Pulmonary tuberculosis (PTB) (ILO/IMO Guidelines Appendix E A 15-16)

Impairment and Risks

  • Reduced performance – debilitation and respiratory symptoms
  • Complications – secondary infection, haemoptysis, infection in other parts of body
  • Transmission to others on board


Rationale and justification

  • Historically PTB has been a major problem from transmission of infection among ships crew. More recently, due to better accommodation standards, a low proportion of seafarer cases have arisen from strains present in other shipmates. Most infection is acquired ashore.
  • Risk of transmission, mainly by droplet spread from coughing, in those with 'open TB'- where bacterium is present in sputum.
  • Incidence varies widely, with generally low levels in high income countries with good nutrition and well developed health services but higher levels elsewhere. There are annually updated maps showing incidence produced by WHO (these have changed web link several times, it may be necessary to find them using the search facility on the who web site). 

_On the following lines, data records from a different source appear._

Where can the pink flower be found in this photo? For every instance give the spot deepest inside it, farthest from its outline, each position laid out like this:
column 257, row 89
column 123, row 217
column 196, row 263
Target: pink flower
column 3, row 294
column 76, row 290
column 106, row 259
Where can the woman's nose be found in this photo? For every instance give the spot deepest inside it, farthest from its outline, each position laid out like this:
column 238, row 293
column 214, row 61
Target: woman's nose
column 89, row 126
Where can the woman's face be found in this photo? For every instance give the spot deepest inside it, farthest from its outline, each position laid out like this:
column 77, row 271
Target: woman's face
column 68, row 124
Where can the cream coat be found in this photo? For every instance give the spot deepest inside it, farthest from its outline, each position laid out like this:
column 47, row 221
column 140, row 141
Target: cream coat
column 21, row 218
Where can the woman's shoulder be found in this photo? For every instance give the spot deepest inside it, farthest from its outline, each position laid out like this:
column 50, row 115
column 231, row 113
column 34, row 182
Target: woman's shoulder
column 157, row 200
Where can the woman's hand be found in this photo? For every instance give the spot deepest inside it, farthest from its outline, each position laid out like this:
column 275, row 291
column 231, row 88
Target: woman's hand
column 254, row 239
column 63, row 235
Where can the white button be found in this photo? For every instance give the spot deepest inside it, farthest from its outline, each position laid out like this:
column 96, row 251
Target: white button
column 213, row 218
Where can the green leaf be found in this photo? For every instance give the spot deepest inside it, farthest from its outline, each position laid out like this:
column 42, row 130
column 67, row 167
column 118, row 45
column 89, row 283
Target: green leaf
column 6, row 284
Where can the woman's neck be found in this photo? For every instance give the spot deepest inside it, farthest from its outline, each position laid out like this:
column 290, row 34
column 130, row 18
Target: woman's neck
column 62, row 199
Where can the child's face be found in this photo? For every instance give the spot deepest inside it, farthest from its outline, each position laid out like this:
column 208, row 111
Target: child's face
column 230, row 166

  • Detectable using chest X-ray for established disease, skin (Mantoux) testing and by more recent immunological assay methods using blood.
  • Progression untreated leads to loss of functioning lung tissue, with associated poor health from presence of chronic infection.
  • Treatment is a prolonged course (several months to a year) of combined antibacterial therapy. Combinations used will depend on resistance of organism. Some medications have side effects that need supervision and compliance with the long courses that are essential to cure and to avoid resistance developing is a challenge for the individual that may mean strict supervision is required.
  • Resistance is becoming more widespread.
  • Can develop as a secondary infection when immunity is compromised e.g. by HIV infection or by immuno-supressive therapies


Clinical assessment and decision taking

The ILO/IMO Guidelines do not address when specific screening for PTB is indicated. At present some states have universal screening policies, others screen selectively and some have no specific provisions. The following is a practicable approach to apply in the absence of any other guidance or requirements.

Prior to screening obtain background information on:

a) national policies on case identification (including screening), contact tracing and treatment protocols in the country where the examination is performed.
b) relevant national incidence data if someone from other country is to be seen.